In this paper, we present new indices for government responses to COVID-19 within six policy areas crucial for understanding the drivers and effects of the pandemic: social distancing, schools, businesses, health monitoring, health resources and mask wearing. We create these measures from combining two of the most comprehensive COVID-19 datasets, the CoronaNet COVID-19 Government Response Event Dataset and the Oxford COVID-19 Government Response Tracker, using a Bayesian time-varying measurement model. Our daily indices track government responses for each of these policy areas from January 1st, 2020 to January 15th, 2021, for over 180 countries. By using a statistical model to generate these indices, we are able to estimate uncertainty within the index and provide external validation for these two COVID-19 policy datasets, showing that though they represent distinct data sources, they show strong convergent validity.
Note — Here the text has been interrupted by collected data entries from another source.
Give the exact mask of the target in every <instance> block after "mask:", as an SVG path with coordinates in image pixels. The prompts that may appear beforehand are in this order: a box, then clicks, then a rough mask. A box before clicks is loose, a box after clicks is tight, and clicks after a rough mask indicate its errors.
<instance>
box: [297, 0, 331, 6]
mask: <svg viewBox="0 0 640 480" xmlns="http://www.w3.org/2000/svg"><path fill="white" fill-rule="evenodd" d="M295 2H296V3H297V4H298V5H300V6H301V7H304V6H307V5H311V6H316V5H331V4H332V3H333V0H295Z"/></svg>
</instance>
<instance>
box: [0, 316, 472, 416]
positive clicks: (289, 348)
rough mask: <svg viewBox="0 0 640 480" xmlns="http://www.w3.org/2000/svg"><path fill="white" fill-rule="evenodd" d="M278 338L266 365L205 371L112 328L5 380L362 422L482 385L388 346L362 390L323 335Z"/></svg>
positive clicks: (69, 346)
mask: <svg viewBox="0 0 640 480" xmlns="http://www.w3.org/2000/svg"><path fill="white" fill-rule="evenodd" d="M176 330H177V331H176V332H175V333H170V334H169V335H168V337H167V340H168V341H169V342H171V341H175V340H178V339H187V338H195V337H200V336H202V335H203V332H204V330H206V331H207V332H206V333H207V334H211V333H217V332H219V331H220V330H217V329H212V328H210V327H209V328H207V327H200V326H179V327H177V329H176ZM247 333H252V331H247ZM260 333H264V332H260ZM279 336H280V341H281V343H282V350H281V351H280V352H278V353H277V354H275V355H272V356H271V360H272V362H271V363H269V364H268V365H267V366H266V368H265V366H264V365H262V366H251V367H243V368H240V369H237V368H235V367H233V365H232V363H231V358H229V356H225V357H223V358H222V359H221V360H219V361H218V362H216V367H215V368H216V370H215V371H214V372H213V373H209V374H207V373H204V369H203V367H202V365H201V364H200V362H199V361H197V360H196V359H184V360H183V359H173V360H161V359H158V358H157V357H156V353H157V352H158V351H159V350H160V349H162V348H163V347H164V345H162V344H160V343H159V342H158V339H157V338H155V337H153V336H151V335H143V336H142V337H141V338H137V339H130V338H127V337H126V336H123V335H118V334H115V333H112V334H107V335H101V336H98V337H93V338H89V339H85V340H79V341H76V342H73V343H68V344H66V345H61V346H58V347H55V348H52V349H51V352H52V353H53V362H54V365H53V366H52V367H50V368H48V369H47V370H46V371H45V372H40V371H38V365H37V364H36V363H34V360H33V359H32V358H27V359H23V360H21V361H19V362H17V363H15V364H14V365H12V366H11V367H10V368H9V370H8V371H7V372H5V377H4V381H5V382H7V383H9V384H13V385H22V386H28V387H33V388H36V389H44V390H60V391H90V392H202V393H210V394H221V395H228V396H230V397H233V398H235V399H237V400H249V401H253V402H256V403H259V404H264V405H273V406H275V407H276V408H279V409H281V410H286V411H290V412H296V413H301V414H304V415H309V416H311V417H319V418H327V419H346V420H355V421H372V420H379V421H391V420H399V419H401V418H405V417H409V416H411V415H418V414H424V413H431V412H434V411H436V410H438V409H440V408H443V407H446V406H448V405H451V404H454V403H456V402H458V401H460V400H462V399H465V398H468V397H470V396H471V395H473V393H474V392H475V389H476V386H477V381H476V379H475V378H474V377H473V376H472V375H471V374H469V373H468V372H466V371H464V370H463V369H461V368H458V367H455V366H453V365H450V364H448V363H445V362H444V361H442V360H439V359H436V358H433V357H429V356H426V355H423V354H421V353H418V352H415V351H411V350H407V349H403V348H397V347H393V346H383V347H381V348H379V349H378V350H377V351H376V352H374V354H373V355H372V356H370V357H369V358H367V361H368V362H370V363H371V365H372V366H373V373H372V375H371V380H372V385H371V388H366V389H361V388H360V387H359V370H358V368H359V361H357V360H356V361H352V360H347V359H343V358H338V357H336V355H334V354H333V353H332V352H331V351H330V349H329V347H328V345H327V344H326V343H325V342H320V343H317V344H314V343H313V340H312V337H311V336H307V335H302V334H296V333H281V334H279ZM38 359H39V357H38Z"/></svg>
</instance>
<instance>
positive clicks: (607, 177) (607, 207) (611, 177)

We further explore the correlation between these indices and a range of social, public health, political and economic covariates. Our results show that while business restrictions and social distancing restrictions are strongly associated with reduced general anxiety, school restrictions are not. School restrictions are, however, associated with higher rates of personal contact with people outside the home, higher levels of income inequality and bureaucratic corruption. Additionally, we find that female heads of state are more likely to implement a broad array of pandemic-related restrictions than male leaders.